Richard turned to the sciences. A brilliant university career at Trinity College, Cambridge, was crowned with a mathematics fellowship in 1817. He briefly contemplated the prospect of both the law and the Church and secured the necessary qualifications for both. (Having taken holy orders, he always styled himself ‘the Reverend’.) On receiving his inheritance, however, he was able to direct all his considerable energies to scientific research. He became a member of the Geological and Astronomical Societies, and was for several years the editor of the latter’s Monthly Notes . He was made a Fellow of the Royal Society, and of the University of London. His interests were many, ranging from demographics to the study of weights and measures. He had a particular passion for fine scientific instruments and devoted most of his income to buying them. He also busied himself in the intellectual and political disputes of the scientific world. 7

In scientific circles Richard Sheepshanks was greatly respected – much loved by his friends and not a little feared by his enemies. He was, in the restrained words of his close colleague, the astronomer Augustus de Morgan, a man of ‘very decided opinions’. And he was not shy of expressing them. His first professional training had been as a lawyer, and throughout his academic career he had a relish for controversies. He was, as he himself put it, well suited to such business, having ‘leisure, courage and contempt for opinion when he knew he was right’. He was well armed with a ready, if somewhat sarcastic, wit and a piquant turn of phrase. But in matters of what he considered to be of real importance he would – according to one obituarist – drop these weapons in favour of a more ‘earnest deportment’ and a more ‘temperate’ utterance. Despite being of ‘hardly middle stature’, having red-tinged hair and the inevitable side-whiskers of mid-Victorian fashion, he was, from the evidence of his portraits, a handsome man. He was also excellent company – clever, witty, well read in both the classics and in modern literature, and widely travelled in Europe. 8 He was knowledgeable too about art; and, tipped off by his brother John, commissioned Thomas Lawrence to paint a portrait of his beloved elder sister, Anne. 9

Anne Sheepshanks was as remarkable as her brother. A woman of enormous practical capability, intelligence, and sound sense, she encouraged and supported Richard in all his endeavours. She allied her resources to his, sharing his interests, his cares, and his house. The home they established together at 30 Woburn Place, Bloomsbury – not far from the British Museum – became a lively gathering place for many of the intellectual luminaries of scientific London. They even built their own small observatory in the garden, from which, in an age before saturated street-lighting, they were able to mark the passage of the stars. 10

The Reverend Richard Sheepshanks – like his sister – never married. His fellowship at Cambridge was dependent upon his remaining a bachelor, and he seems to have been in no hurry to give up his position, his salary, or his independence. Nevertheless, he did not allow professional considerations to stand altogether between him and the opposite sex.
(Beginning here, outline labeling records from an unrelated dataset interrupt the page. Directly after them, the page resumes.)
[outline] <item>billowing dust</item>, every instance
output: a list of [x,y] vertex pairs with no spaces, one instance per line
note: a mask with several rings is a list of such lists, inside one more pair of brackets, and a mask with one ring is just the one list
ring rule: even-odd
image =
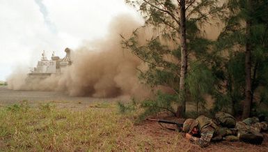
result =
[[[111,24],[109,33],[102,40],[86,43],[71,52],[72,66],[62,70],[60,75],[46,79],[33,79],[26,83],[26,72],[15,70],[8,79],[8,88],[14,90],[57,91],[70,96],[97,98],[131,96],[143,98],[151,93],[139,81],[136,68],[144,68],[144,63],[129,50],[122,48],[122,38],[129,38],[134,30],[141,26],[141,21],[126,15],[116,17]],[[215,39],[221,29],[217,26],[204,26],[207,38]],[[141,31],[140,41],[152,36],[151,28]],[[178,44],[166,43],[171,47]],[[168,60],[178,63],[178,59],[168,56]],[[173,61],[174,60],[174,61]],[[159,87],[157,87],[159,88]],[[168,91],[168,89],[162,87]]]
[[71,52],[73,63],[62,71],[62,75],[26,82],[26,72],[16,70],[8,79],[8,88],[59,91],[70,96],[102,98],[148,96],[150,92],[140,84],[137,77],[136,68],[141,62],[122,48],[120,36],[130,36],[141,24],[131,16],[118,16],[111,24],[104,39],[88,42]]

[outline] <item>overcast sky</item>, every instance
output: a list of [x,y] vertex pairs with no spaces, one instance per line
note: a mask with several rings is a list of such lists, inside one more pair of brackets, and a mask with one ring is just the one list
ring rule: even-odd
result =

It is not known exactly how or when he encountered Eleanor Henry. Indeed, very little is known about Eleanor Henry at all, except that she was Irish, fair-haired and handsome, and was a dancer on the London stage. 11 Perhaps Mr Sheepshanks picked her out of a chorus line. Or perhaps he met her in the street. At the beginning of the 1830s she was living in Henrietta Street, a little cul-de-sac behind Brunswick Square, near to the Sheepshanks’ London home.